The proposed system is compatible with Pay As You Drive (PAYD) technology. This makes the purchase price of an EV much lower than other systems. You pay for energy and cartridge depreciation at every fill up, regardless of using hydrogen fuel cell packs or lithium battery packs, because they are compatible with this versatile system. Again, PAYD is necessary for billing driverless vehicles.




Batteries and Fuel Cells do not last forever and sometimes get damaged or become faulty. With millions of vehicles using electrical storage for their increasingly powerful motors, there will be hundreds of thousands of EV breakdowns every year.


Vehicles using the standardized 'Universal' cartridge system, can be serviced at the roadside, by any equipped recovery service, such as the AA, Green Flag, and RAC - and be on their way again in minutes.

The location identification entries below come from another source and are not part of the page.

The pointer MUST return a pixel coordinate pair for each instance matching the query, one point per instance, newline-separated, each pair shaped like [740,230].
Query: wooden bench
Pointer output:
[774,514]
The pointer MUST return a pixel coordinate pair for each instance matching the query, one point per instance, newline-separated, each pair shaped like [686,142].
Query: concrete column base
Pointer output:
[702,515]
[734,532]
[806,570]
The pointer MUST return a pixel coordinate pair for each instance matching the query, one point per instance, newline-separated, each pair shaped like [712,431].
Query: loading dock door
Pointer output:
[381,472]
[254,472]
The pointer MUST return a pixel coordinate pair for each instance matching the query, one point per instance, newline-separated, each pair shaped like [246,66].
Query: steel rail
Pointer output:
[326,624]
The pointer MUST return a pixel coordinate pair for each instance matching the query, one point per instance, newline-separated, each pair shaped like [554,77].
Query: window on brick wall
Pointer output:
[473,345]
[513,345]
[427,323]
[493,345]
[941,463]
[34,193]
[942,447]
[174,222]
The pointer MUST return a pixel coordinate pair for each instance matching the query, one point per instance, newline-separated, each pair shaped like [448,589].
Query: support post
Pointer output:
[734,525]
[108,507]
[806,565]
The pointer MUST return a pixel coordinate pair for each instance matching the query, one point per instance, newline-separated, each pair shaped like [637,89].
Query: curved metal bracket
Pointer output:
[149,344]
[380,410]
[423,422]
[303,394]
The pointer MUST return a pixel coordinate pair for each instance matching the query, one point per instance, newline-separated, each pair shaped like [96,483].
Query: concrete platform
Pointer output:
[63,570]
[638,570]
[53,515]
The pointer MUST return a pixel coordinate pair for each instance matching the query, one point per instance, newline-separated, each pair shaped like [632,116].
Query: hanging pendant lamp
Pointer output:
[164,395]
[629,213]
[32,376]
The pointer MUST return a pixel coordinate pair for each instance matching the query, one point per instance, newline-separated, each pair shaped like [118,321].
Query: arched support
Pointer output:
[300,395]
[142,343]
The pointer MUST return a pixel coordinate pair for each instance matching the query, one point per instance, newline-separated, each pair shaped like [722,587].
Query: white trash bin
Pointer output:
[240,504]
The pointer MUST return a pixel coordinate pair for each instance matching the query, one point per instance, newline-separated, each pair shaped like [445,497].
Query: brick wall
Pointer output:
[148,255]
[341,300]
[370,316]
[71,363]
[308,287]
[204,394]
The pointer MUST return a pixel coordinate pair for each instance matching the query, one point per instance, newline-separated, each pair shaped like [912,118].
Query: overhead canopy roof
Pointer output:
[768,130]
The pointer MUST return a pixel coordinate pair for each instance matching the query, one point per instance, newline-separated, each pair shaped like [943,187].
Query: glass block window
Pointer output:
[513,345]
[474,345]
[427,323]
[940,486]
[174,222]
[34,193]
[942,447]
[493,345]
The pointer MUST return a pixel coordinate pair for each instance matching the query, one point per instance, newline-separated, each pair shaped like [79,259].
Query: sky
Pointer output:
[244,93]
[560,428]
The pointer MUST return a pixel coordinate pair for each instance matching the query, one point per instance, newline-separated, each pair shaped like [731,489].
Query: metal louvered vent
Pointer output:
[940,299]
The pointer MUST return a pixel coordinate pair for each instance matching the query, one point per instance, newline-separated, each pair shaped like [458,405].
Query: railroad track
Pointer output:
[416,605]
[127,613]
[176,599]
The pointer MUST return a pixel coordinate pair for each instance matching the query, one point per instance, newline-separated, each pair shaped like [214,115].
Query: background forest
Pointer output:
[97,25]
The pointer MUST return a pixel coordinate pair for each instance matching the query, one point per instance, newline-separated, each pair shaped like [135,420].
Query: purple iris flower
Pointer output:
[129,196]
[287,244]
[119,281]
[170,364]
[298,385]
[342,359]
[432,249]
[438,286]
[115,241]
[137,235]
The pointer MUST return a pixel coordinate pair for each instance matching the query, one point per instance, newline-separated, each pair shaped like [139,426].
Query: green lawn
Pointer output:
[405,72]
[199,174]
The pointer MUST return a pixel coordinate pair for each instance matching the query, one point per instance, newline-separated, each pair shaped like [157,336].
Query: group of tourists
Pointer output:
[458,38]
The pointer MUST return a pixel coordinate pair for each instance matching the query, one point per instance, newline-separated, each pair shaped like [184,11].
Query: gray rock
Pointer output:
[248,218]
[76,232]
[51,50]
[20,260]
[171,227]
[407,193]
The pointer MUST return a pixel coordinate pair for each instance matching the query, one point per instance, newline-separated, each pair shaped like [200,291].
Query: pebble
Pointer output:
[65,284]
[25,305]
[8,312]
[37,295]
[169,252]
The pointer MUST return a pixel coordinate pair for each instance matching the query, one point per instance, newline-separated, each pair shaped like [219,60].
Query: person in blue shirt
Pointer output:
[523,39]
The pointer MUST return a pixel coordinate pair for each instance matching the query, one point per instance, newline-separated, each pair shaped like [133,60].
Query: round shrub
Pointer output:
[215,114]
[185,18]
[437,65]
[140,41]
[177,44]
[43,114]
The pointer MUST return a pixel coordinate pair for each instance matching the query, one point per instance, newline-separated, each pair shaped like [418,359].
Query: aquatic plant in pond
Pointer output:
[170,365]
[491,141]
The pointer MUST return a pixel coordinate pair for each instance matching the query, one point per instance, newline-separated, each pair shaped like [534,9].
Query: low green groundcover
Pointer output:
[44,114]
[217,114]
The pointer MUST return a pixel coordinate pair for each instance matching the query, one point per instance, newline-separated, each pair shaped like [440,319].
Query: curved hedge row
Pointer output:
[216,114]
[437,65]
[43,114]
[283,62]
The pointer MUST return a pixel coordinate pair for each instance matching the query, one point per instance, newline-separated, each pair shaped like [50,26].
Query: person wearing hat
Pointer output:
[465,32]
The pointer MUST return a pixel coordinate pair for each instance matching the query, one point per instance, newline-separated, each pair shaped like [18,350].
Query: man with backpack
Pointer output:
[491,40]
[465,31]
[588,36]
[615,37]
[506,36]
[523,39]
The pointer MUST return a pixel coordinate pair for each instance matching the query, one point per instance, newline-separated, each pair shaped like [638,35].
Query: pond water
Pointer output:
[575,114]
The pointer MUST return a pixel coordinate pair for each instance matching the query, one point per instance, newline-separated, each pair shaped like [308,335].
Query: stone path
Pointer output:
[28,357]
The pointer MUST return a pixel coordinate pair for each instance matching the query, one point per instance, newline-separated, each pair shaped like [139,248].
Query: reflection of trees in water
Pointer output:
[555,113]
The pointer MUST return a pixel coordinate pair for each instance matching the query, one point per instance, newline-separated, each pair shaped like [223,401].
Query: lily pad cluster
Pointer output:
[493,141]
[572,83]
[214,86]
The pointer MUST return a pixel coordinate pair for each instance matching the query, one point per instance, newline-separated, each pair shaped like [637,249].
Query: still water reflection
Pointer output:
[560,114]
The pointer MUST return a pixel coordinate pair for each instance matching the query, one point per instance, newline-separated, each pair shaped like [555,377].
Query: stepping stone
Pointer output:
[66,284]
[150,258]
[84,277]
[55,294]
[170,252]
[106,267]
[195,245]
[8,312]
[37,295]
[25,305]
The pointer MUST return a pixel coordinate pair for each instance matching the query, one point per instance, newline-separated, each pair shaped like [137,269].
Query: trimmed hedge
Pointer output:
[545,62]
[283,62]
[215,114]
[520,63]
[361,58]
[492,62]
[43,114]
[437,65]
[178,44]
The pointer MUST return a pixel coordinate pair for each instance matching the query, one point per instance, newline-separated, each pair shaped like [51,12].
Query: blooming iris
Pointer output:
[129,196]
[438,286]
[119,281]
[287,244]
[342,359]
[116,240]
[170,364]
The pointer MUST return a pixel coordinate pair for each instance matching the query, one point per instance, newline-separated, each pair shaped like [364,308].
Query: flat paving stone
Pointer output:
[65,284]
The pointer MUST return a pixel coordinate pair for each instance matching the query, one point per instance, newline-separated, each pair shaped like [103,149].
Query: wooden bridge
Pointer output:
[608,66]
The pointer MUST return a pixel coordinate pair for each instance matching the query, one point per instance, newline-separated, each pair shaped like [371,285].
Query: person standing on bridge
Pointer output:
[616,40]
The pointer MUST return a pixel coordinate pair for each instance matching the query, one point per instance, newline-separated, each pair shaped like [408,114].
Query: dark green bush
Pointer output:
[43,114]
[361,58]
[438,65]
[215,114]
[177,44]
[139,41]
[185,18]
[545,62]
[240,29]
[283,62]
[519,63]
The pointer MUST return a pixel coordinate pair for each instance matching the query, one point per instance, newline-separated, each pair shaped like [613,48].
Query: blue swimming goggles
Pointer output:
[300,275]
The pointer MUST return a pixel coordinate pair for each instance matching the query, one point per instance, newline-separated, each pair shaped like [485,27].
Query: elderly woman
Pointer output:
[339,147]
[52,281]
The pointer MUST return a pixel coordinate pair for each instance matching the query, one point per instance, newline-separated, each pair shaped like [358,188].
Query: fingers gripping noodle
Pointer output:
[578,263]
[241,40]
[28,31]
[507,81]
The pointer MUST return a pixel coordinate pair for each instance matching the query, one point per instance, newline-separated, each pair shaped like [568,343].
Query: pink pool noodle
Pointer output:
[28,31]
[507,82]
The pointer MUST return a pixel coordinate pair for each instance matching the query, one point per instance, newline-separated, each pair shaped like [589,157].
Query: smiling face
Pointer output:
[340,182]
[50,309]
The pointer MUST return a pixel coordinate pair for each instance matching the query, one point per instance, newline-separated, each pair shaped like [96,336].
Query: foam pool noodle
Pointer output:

Vehicles with bolt in battery packs or fuel cells, will more than likely need to be towed to a dealer for repairs and servicing.






FIAT DUCATO EV CONVERSION - This battery electric has a range of 112 miles. With a hydrogen battery as a range extender, refuelling time can be cut from 4 hours plug in charging, to just a couple of minutes. In addition, the range will be roughly trebled.









PLUG IN CHARGERS - For a while plugging in to charge your EVs might be feasible, but as electrics become more popular, they will soak up energy from the grids that supply homes, offices and factories, putting an enormous strain on the present infrastructure. For some reason policy makers and vehicle OEMs don't appear to be able to see that far into the future. Our crystal ball makes that much plain, without any eye drops.